見た目ではなく、中身においての話だが、軽自動車の方向性は大きくふたつに分かれていると思う。ひとつはいわゆる「軽自動車」で、もうひとつは「普通車をめざした軽自動車」である。
そこで、ユニークなデザインで独特の雰囲気をもつホンダ『ザッツ』はというと、後者のほう。その違いがどこからくるか、僕的に言うと「走り」である。ひとことで言えば「しっかり感」。
前者はあくまで手軽な移動のための道具なだけに、例えば高速道路などに乗ると心許ない感じを受ける。だが後者は重厚な感覚が漂い、結果ドライバーは「確かな」感じを得ることができるのだ。この点でザッツは、ほかの軽自動車と大きく異なる。

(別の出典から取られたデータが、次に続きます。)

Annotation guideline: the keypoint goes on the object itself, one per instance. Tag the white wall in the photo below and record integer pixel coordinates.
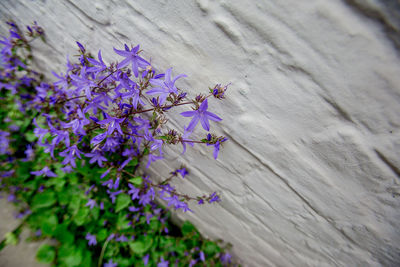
(310, 176)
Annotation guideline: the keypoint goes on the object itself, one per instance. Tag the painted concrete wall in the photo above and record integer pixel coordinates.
(310, 176)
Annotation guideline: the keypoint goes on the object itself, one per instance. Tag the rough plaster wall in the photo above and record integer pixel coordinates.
(310, 176)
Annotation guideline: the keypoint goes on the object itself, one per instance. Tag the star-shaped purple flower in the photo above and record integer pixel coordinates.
(201, 115)
(92, 239)
(164, 88)
(113, 123)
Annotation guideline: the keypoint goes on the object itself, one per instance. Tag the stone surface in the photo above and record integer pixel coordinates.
(310, 176)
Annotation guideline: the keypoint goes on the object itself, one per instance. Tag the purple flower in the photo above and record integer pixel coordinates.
(91, 203)
(122, 238)
(45, 171)
(70, 154)
(92, 239)
(67, 169)
(164, 88)
(146, 198)
(152, 158)
(146, 259)
(131, 56)
(192, 262)
(216, 146)
(133, 191)
(112, 124)
(201, 114)
(163, 263)
(225, 258)
(96, 157)
(98, 139)
(105, 173)
(110, 237)
(110, 264)
(202, 257)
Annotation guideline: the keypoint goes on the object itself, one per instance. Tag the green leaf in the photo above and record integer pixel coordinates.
(102, 235)
(46, 254)
(81, 216)
(141, 245)
(136, 181)
(123, 201)
(43, 200)
(49, 224)
(63, 235)
(70, 255)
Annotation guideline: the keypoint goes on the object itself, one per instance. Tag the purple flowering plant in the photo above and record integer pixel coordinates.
(75, 155)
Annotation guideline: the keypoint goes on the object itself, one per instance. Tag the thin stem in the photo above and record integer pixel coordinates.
(103, 249)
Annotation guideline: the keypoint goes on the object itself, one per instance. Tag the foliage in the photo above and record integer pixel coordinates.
(71, 154)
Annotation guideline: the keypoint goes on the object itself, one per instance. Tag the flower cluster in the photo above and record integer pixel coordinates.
(89, 132)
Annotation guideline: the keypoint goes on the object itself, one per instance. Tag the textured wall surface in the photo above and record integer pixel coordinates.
(310, 176)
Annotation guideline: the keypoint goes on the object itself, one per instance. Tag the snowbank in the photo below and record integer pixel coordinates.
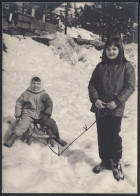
(65, 69)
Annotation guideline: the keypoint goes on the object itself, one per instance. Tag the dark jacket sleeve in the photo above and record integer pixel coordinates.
(48, 105)
(129, 84)
(19, 106)
(93, 94)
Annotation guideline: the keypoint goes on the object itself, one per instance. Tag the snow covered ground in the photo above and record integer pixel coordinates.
(65, 69)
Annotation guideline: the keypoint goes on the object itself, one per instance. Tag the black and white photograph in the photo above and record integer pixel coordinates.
(70, 97)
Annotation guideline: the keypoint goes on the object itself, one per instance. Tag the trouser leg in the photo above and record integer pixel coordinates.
(51, 124)
(23, 125)
(109, 141)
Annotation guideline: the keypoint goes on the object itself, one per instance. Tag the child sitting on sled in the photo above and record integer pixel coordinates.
(34, 106)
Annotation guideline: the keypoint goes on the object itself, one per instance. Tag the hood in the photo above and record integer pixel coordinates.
(29, 88)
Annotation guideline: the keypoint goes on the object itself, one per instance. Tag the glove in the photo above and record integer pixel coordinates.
(99, 104)
(44, 119)
(111, 105)
(17, 119)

確かな感覚の理由は、サスペンションやブレーキ、またはそれらを含めたシャシーが普通車と変わらぬレベルでしっかり構築されているからだ。さらに試乗したのはターボエンジン搭載車だったが、パワーとトルクも充分だった。もちろん前者がしっかりしていないとは言わないが、「必要最低限」と「充分以上」とのあいだには、感覚だけではない差があって当然だろう。
ザッツのエクステリアは、家電のようにクルマ離れしており、軽自動車の中でもっとも現代的。それだけに、見た目に溺れて機能は必要最低限となってもおかしくなかったが、実際には頼もしい走りを展開する。恥ずかしながら、軽自動車であることを忘れてしまったほどであった。